In Chapter fourteen titled “India as Teacher by Negative Example” the author states that China is increasingly assessing India through the prism of its fraught and worsening relations with the US. India is not regarded as someone with an independent agency. China views India as an enslaved country because of its colonial path, considered an instrument of Western imperialism. The Tibet crisis of 1959 led to negative reporting of India whose issue is at the very heart of the complex relationship between the India and China. Though China never exercised direct control over Tibet, Beijing will not rest until Tibet is not secured. Shyam Saran notes that the complex and confusing history with Tibet obscures the Chinese narrative of claiming Tibet since neither the Mongols nor the Manchus considered Tibet a part of China under their empires. The Han dynasty was never able to establish itself over Tibet. It is merely China manipulating history to serve its political needs. It thus becomes imperative even for readers to understand Beijing’s motives and attitudes which may favourable strategic discourse between the two countries even if mending the border dispute may seem like a far-sighted reality for now.

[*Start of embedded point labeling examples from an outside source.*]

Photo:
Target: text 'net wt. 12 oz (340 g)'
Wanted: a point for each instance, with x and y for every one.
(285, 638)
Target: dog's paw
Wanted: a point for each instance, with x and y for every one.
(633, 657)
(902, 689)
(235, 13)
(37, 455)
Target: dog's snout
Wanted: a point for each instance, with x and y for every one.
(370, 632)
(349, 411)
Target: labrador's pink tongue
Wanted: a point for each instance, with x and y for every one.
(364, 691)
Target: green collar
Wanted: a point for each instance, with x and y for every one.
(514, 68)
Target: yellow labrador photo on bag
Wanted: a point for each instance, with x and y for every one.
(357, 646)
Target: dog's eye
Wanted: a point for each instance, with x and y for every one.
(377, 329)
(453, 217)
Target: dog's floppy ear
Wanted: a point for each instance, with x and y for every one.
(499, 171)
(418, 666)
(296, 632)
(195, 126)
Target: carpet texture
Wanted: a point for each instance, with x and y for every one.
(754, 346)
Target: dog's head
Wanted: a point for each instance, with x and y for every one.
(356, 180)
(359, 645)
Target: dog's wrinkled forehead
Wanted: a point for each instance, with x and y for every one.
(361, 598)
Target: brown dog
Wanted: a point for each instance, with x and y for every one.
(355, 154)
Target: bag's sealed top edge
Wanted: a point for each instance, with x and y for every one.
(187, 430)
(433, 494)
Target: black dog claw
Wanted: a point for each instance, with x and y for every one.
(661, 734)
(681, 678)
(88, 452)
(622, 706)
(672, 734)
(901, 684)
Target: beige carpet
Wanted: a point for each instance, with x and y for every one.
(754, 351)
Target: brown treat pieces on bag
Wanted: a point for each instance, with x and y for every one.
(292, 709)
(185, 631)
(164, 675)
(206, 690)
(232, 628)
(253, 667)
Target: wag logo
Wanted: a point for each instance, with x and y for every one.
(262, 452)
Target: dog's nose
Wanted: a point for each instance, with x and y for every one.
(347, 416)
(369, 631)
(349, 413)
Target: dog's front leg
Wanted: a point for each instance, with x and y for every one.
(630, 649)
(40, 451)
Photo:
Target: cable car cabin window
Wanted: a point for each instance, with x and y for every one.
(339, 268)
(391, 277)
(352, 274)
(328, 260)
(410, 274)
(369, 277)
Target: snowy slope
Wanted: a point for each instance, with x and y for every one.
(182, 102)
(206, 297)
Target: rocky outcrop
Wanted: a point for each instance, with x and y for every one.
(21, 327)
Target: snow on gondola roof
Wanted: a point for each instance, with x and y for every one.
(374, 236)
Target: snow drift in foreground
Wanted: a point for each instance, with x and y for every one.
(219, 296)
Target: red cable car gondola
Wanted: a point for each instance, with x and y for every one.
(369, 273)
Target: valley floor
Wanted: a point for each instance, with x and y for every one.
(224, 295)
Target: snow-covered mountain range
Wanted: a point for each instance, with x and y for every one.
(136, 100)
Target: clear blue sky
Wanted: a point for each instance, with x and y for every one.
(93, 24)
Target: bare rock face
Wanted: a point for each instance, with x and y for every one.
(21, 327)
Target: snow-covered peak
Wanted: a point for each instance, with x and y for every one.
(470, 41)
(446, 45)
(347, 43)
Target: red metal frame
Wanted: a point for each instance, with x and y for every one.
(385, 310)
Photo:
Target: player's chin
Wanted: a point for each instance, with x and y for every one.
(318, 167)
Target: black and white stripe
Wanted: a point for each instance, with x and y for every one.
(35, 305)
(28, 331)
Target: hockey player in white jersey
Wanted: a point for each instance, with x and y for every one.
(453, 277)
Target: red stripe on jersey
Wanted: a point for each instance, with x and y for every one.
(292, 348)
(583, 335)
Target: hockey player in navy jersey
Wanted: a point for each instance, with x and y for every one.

Lessons to draw from Chinese experience
The book is successful in highlighting the need to have a credible strategy to meet the Chinese challenge. The author notes that India has to build on its stable polity and inherent cultural assets. Even China’s economic success is linked to its promotion of human resources through quality education in all fields. It has heavily invested in state-of-art physical infrastructure. The author takes into account that the lesson for India is to be committed to the values enshrined in its Constitution and uphold its democratic institutions, invest in its people, and celebrate its diversity and culture to make it its strength and challenge China rather than looking the “China-Model” of authoritarianism and drawing wrong conclusions. The book certainly provides a different strategy for interpreting China’s aspirations, something which has been missing from the scholarly discourse on Indo-China relations to understand China’s rhetoric on building on its historical impetus to return to Pax Sinica.
A supplementary reading recommended with this book is How India Sees the World by Shyam Saran to understand the Indian perspective which the author brings by referencing Arthashastra and evolving Kautilya’s political thought into the present strategic thought. Another reading is a chapter from The India Way by S. Jaishankar titled ‘Krishna’s Choice’ to further understand India’s thought of statecraft through lessons from Mahabharata.
In short, How China Sees India and the World is a timely read to understand the Chinese psyche. Readers of this book will find its historical analysis of the modern Chinese state extremely thought-provoking and engaging. It is a fairly easy and simple read for those who want to dwell deep into the Chinese mind to understand the lessons India can rationally draw from the Chinese experience.